You shipped an agent to production. A user filed a bug report. The agent gave a wrong answer. You need to know exactly what the agent did: which tools it called, what they returned, how many LLM turns it took, where it went sideways.
If you have no step log, your answer to "what did the agent do?" is "I don't know."
agent-step-log gives every agent run a structured, queryable JSONL record.
The Shape of the Fix
from agent_step_log import StepLog
log = StepLog(path="./logs/agent-steps.jsonl", run_id="run-abc123")
log.record_llm_call(
model="claude-sonnet-4-6",
input_tokens=1200,
output_tokens=340,
stop_reason="tool_use",
)
log.record_tool_call(
tool="search_documents",
input={"query": "Q3 revenue"},
output={"results": [...]},
duration_ms=240,
)
log.record_llm_call(
model="claude-sonnet-4-6",
input_tokens=1600,
output_tokens=180,
stop_reason="end_turn",
)
summary = log.summarize()
print(f"Steps: {summary.total_steps}")
print(f"Total tokens: {summary.total_tokens}")

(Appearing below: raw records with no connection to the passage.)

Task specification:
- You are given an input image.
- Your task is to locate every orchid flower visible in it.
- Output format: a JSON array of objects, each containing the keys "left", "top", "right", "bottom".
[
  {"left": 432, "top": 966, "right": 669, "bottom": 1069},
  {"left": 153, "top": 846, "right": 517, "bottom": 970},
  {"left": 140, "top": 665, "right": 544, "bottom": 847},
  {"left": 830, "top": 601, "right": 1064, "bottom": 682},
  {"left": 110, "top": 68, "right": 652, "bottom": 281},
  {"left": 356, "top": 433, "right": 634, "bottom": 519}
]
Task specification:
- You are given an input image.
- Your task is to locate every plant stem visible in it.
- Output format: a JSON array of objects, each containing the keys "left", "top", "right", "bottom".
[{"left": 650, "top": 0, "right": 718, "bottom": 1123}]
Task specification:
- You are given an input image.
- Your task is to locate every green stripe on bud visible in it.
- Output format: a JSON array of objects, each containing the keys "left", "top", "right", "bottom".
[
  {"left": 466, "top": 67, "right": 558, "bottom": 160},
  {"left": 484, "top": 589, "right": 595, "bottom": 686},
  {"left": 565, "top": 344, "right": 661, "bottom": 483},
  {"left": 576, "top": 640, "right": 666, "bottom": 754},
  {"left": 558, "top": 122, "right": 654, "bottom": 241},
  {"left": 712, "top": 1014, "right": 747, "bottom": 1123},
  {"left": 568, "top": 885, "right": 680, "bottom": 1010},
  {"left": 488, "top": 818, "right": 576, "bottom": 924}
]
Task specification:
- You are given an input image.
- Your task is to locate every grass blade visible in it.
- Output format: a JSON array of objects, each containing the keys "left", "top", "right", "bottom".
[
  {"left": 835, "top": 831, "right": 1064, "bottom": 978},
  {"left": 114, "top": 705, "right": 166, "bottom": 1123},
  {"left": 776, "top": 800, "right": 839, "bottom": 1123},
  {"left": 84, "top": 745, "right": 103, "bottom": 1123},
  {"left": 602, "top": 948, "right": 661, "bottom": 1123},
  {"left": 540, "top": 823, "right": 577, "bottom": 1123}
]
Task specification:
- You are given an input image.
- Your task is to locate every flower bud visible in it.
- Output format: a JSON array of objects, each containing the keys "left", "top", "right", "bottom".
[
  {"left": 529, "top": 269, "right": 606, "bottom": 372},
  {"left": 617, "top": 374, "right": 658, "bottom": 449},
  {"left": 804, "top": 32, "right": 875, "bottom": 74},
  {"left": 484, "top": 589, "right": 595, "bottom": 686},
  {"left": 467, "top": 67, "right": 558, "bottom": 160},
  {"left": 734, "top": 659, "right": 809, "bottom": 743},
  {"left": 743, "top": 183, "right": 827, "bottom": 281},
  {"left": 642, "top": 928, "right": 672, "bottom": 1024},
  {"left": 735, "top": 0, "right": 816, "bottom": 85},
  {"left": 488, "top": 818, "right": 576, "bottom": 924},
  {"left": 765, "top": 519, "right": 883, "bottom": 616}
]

print(f"Tool calls: {summary.tool_call_count}")
print(f"Duration: {summary.duration_ms}ms")
Each call appends a line to the JSONL file and updates an in-memory list. When the run ends, summarize() computes totals from the in-memory list without re-reading the file.
What It Does NOT Do
agent-step-log does not capture LLM payloads. The log records metadata (model, tokens, stop reason, duration) not the full prompt or completion text. For wire-level capture including full request and response bodies, use agenttap.
It does not stream to external systems. The JSONL file is local. If you want to ship logs to Datadog, CloudWatch, or a custom sink, wrap the StepLog class and add your transport layer.
It does not aggregate across runs automatically. Each StepLog instance is scoped to one run. Cross-run analysis means loading multiple JSONL files. agent-debug-replay builds on agent-step-log to provide that cross-run view.
Inside the Library
Each step record has a consistent shape:
# LLM call record
{
"run_id": "run-abc123",
"step": 1,
"type": "llm_call",
"model": "claude-sonnet-4-6",
"input_tokens": 1200,
"output_tokens": 340,
"stop_reason": "tool_use",
"duration_ms": 1840,
"ts": 1748107200.123
}
# Tool call record
{
"run_id": "run-abc123",
"step": 2,
"type": "tool_call",
"tool": "search_documents",
"input": {"query": "Q3 revenue"},
"output": {"results": [...]},
"error": null,
"duration_ms": 240,
"ts": 1748107202.456
}
The implementation:
class StepLog:
def __init__(self, path: str, run_id: str):
self._path = Path(path)
self._run_id = run_id
self._steps: list[dict] = []
self._step_counter = 0
self._start_ts = time.time()
self._lock = threading.Lock()
def _write(self, record: dict) -> None:
with self._lock:
self._step_counter += 1
record["run_id"] = self._run_id
record["step"] = self._step_counter
record["ts"] = time.time()
self._steps.append(record)
with self._path.open("a") as f:
f.write(json.dumps(record) + "\n")
def record_tool_call(
self,
tool: str,
input: dict,
output: Any = None,
error: str | None = None,
duration_ms: float = 0,
) -> None:
self._write({
"type": "tool_call",
"tool": tool,
"input": input,
"output": output,
"error": error,
"duration_ms": duration_ms,
})
The summarize() method computes from the in-memory list:
def summarize(self) -> StepSummary:
llm_steps = [s for s in self._steps if s["type"] == "llm_call"]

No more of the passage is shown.